Announcement

Collapse
No announcement yet.

Integer performance

Collapse
X
 
  • Filter
  • Time
  • Show
Clear All
new posts

  • Integer performance

    (sorry for my terrible written english)

    I'm porting a software from Microsoft Basic 7.1 PDS to PowerBasic 3.5 DOS.
    With just some modification to the code, things are working pretty well. But, I have a performance issue: I found the PB compiled program running slower thant the MS version!
    After a little investigation, it seems to me that working with integer arrays it's not so fast with PowerBasic.

    An example:

    Code:
    DEFINT A-Z
    
    DIM a(1000)
    DIM b(10000)
    
    t! = TIMER
    
    FOR r = 1 TO 5
        PRINT r
        FOR i = 1 TO 1000
            c = 0
            FOR j = 1 TO 10000
                c = c + 1
                a(i) = c
                b(j) = a(i)
            NEXT j
        NEXT i
    NEXT r
    
    tt! = TIMER
    
    PRINT tt! - t!
    On a P3/550Mhz, under WinXP, the times are:

    MS Basic: 0.8 Sec.
    PB: 4.61 Sec.

    Using LONG instead of INTEGER (DEFINT -> DEFLNG):

    Ms Basic: 10.10 Sec.
    PB: 10.21 Sec.

    I enable 386 code generation, disabled all errors testing, disabled CTRL-Break checking, etc.

    I'm doing something wrong? Why a so big difference with integers?

    Thx for any info,
    Bye!

    ------------------
    May the Force be with you!
    -- The universe tends toward maximum irony. Don't push it.

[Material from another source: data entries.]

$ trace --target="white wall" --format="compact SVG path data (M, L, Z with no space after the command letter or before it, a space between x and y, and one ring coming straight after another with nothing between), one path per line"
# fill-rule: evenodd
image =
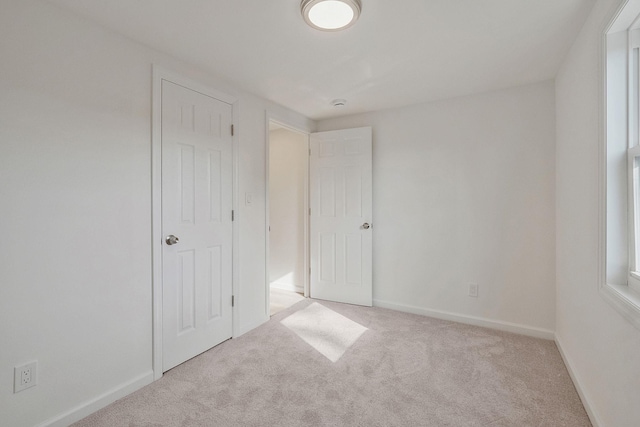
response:
M359 126L373 127L374 304L552 337L553 83L318 123Z
M269 276L272 287L304 292L308 137L269 133Z
M556 79L556 335L601 426L640 425L640 331L598 292L599 0Z
M239 98L237 330L268 319L265 110L311 121L46 2L2 2L0 57L0 425L66 424L151 379L152 63Z

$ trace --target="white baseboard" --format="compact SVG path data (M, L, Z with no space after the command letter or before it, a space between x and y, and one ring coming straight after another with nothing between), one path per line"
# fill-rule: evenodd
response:
M405 313L420 314L436 319L451 320L453 322L467 325L482 326L484 328L497 329L500 331L513 332L515 334L527 335L535 338L554 340L555 333L548 329L534 328L517 323L502 322L498 320L484 319L482 317L468 316L466 314L451 313L442 310L431 310L428 308L416 307L412 305L398 304L378 299L373 300L375 307L388 308L390 310L403 311Z
M300 294L304 293L304 288L302 286L292 285L291 283L271 282L269 286L283 291L298 292Z
M573 370L571 359L567 357L566 353L562 349L562 343L560 341L560 338L557 335L556 335L555 341L556 341L556 347L558 347L558 351L560 352L560 356L562 356L562 360L564 361L564 365L567 367L567 371L569 371L569 376L573 381L573 385L575 386L576 391L578 392L578 396L580 396L580 400L582 401L582 406L584 406L584 410L587 411L587 415L589 416L589 420L591 421L591 424L593 425L593 427L603 426L604 424L602 424L602 422L600 421L600 417L598 417L596 411L593 409L593 406L591 405L591 401L587 398L587 395L584 392L582 383L580 382L580 380L578 379L578 376Z
M39 424L37 427L66 427L93 414L99 409L121 399L153 382L153 371L142 374L131 381L123 383L103 393L95 399L88 400L67 412L57 415Z

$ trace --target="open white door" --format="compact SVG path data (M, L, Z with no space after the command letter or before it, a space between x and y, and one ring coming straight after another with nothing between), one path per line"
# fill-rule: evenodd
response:
M312 133L311 297L373 302L371 128Z
M232 335L231 105L162 81L162 371Z

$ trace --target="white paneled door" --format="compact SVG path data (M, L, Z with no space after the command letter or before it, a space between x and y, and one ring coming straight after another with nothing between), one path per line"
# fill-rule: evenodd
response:
M232 334L231 105L162 81L163 372Z
M371 306L371 128L310 140L311 297Z

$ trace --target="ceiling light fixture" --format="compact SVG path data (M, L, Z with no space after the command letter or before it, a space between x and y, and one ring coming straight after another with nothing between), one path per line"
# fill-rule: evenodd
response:
M356 23L362 10L360 0L302 0L302 16L311 27L339 31Z

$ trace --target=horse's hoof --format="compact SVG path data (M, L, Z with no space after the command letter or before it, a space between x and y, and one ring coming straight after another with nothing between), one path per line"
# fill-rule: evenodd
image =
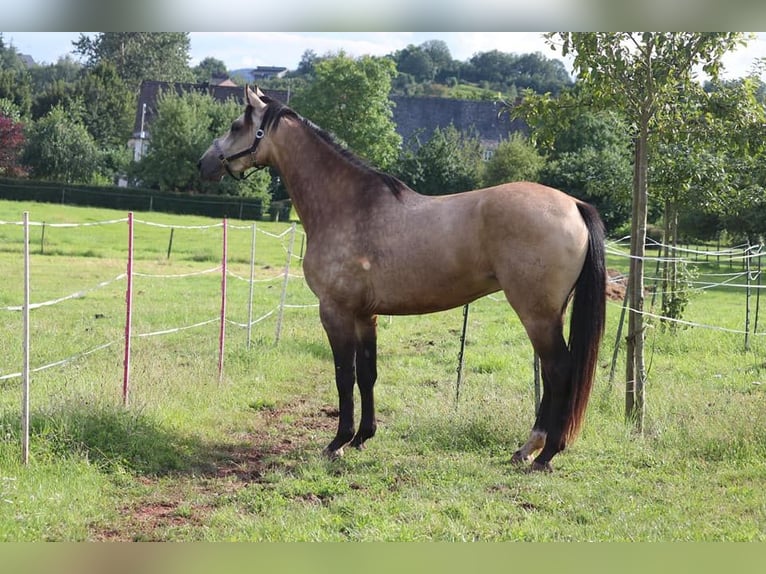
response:
M553 472L553 467L550 462L537 462L532 461L532 470L534 472Z
M528 460L527 457L522 455L520 450L517 450L516 452L514 452L513 456L511 457L511 462L513 464L524 464L525 462L527 462L527 460Z
M325 448L322 451L322 454L327 458L328 460L338 460L343 456L343 447L340 447L336 450L330 450L329 447Z

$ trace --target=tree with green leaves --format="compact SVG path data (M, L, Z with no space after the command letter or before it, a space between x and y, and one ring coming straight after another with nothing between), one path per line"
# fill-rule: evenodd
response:
M313 82L296 90L291 107L375 167L391 169L401 146L389 99L393 61L341 51L317 62L314 73Z
M19 177L26 173L20 161L25 144L24 126L11 106L8 100L0 100L0 175ZM4 108L9 113L4 113Z
M481 142L453 124L437 128L425 143L419 137L405 148L395 173L424 195L447 195L479 187Z
M85 126L61 106L29 127L22 162L37 179L93 183L98 178L96 142Z
M679 92L694 81L697 67L712 77L721 58L743 40L739 33L566 32L547 35L563 56L574 56L579 81L594 99L614 106L635 126L631 260L629 276L626 416L643 431L644 249L648 207L649 134L661 129Z
M125 147L133 129L136 99L109 62L89 68L73 85L83 104L85 127L103 147Z
M521 133L501 141L484 164L482 183L498 185L508 181L539 181L545 158Z
M529 127L529 139L546 157L540 182L592 203L607 231L630 220L630 128L619 110L600 110L576 85L558 96L525 90L504 112Z
M80 34L74 52L94 68L111 63L129 90L138 91L141 81L192 82L189 68L188 32L101 32Z
M26 117L32 106L31 77L13 46L6 46L0 33L0 98L12 101Z

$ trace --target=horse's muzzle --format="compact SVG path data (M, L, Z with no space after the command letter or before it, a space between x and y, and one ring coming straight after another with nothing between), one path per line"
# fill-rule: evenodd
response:
M197 169L199 170L200 177L208 181L219 181L225 175L223 165L211 150L208 150L199 158Z

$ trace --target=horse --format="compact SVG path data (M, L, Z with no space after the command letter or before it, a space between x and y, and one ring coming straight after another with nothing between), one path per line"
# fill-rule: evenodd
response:
M338 429L324 454L361 449L375 435L378 315L444 311L503 291L543 381L529 438L511 461L551 471L551 459L580 431L604 332L605 230L596 209L531 182L421 195L257 86L245 88L245 104L198 168L220 180L271 167L285 183L306 233L303 272L335 365Z

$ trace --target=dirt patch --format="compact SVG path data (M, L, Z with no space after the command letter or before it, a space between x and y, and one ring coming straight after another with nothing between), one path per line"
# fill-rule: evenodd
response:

    File Extension Seeker - Metasearch engine for file extensions / file types
    Online TrID file identifier | TrIDLib - Identify thousands of file formats

  • #2
    Sorry to bother but... I have received a notification from the forum saying that Tony Burcham has replayed... but I can't see any message. What's happening?

    Thx, Bye!



    ------------------
    May the Force be with you!
    -- The universe tends toward maximum irony. Don't push it.

    File Extension Seeker - Metasearch engine for file extensions / file types
    Online TrID file identifier | TrIDLib - Identify thousands of file formats

    Comment


    • #3
      Firstly, benchmarking with simplistic (non-real-world) code like this is prone to misleading results because many factors can influence the result. For example, the brand of CPU can have a big influence on small-loop orientated test code, since the compiled code may execute better on some brands/configurations than others.

      Next, this code is performing 100,000,000 array allocations. To perform that in 0.8 seconds seems implausible in real mode unless you are using a VERY fast PC, so there is likely to be some other factor involved in the supposedly "fast" MS time test, such as a compiler optimization that able to exploit this simplistic test code. To test this theory, add a PRINT statement into the inner FOR loop and run it again (it'll greatly extend the execution time but you can be sure all the loops are being executed by the MS BASIC version).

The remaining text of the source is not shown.